Here a first look at just how great Flushing Avenue might be.
The first segment of the two-way protected bike lane — between the Brooklyn-Queens Expressway and Washington Avenue — has opened on the north side of the roadway, giving cyclists some safety along a stretch that has been a construction danger zone.
Eventually, the bike lane will extend all the way to Navy Street, a key route for thousands of daily cyclists heading to and from the Manhattan Bridge [PDF].
For months, cyclists have been dealing with construction that has eliminated the westbound bike lane entirely, squeezing riders onto the main car lane (see below), but the heaviest construction appears to have ended.
The better news? When the Department of Design and Construction is done with the project by April, Flushing Avenue promises to be a tremendous improvement for cyclists — at the expense of drivers.
In addition to the raised, two-way bike lane on the north side of Flushing, buses, which currently cut off cyclists as they veer back into traffic from the shared bike lane, will make their westbound pickups directly in the roadway, inconveniencing only motorists. An agency spokesman said that buses stopping in the roadway “will not cause traffic to be significantly impacted.”

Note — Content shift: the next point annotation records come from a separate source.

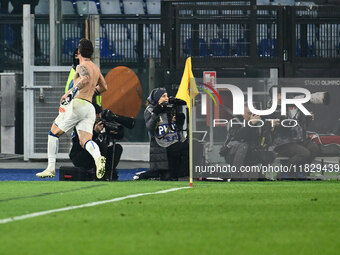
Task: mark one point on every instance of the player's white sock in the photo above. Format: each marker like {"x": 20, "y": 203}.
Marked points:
{"x": 93, "y": 149}
{"x": 52, "y": 150}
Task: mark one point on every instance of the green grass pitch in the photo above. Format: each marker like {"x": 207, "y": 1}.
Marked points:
{"x": 211, "y": 218}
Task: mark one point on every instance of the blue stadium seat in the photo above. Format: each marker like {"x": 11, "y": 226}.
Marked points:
{"x": 202, "y": 47}
{"x": 110, "y": 7}
{"x": 220, "y": 47}
{"x": 153, "y": 6}
{"x": 69, "y": 45}
{"x": 267, "y": 48}
{"x": 43, "y": 7}
{"x": 133, "y": 7}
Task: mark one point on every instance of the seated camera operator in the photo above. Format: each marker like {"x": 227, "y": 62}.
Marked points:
{"x": 169, "y": 149}
{"x": 245, "y": 146}
{"x": 104, "y": 133}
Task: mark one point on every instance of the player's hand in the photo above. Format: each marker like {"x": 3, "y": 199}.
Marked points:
{"x": 98, "y": 127}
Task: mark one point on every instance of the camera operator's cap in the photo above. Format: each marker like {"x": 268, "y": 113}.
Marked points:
{"x": 155, "y": 95}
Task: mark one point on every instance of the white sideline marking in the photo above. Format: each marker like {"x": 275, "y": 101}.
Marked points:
{"x": 37, "y": 214}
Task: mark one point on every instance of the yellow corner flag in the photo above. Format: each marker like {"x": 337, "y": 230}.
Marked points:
{"x": 187, "y": 83}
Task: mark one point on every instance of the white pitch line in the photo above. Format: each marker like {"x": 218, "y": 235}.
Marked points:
{"x": 37, "y": 214}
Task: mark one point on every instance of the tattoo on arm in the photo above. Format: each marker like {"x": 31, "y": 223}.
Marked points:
{"x": 84, "y": 76}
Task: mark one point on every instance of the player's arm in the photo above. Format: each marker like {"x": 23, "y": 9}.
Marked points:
{"x": 101, "y": 86}
{"x": 84, "y": 77}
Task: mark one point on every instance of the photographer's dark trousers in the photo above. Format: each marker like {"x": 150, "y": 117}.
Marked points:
{"x": 168, "y": 163}
{"x": 241, "y": 155}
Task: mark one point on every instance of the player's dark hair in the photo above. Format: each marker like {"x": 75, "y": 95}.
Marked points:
{"x": 85, "y": 48}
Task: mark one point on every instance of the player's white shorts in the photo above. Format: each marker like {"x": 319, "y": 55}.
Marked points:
{"x": 78, "y": 113}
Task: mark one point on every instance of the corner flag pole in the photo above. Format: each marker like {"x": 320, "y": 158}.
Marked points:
{"x": 190, "y": 138}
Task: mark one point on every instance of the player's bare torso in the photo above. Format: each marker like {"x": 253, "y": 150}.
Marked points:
{"x": 94, "y": 77}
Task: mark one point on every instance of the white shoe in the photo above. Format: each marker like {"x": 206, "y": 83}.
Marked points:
{"x": 46, "y": 173}
{"x": 100, "y": 165}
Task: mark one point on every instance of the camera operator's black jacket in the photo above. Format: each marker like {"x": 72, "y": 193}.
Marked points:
{"x": 158, "y": 146}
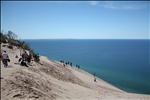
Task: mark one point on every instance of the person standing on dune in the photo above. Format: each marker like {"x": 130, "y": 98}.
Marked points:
{"x": 5, "y": 58}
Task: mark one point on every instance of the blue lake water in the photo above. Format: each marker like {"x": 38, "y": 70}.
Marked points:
{"x": 122, "y": 63}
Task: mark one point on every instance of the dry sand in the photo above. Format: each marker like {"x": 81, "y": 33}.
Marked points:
{"x": 50, "y": 80}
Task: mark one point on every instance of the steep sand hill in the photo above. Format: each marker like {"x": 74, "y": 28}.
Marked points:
{"x": 50, "y": 80}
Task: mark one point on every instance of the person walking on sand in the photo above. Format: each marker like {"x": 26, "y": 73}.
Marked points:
{"x": 5, "y": 58}
{"x": 94, "y": 74}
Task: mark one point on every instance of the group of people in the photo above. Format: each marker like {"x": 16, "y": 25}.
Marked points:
{"x": 24, "y": 60}
{"x": 66, "y": 63}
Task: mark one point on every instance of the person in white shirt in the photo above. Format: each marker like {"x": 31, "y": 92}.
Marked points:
{"x": 5, "y": 58}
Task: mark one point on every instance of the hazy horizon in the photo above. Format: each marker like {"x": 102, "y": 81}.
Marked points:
{"x": 76, "y": 19}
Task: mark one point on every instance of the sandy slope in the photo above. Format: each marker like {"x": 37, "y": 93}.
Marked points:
{"x": 50, "y": 80}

That remains to be seen, given that 15 westbound buses on the B57 and B69 routes pass through Flushing Avenue during the morning rush hour, according to MTA schedules. That number, multiplied by the number of the on-road bus stops, translates to 51 times that a bus will potentially stop in front of cars every morning during the so-called rush hour.
But with their own space, cyclists won't have to worry about that.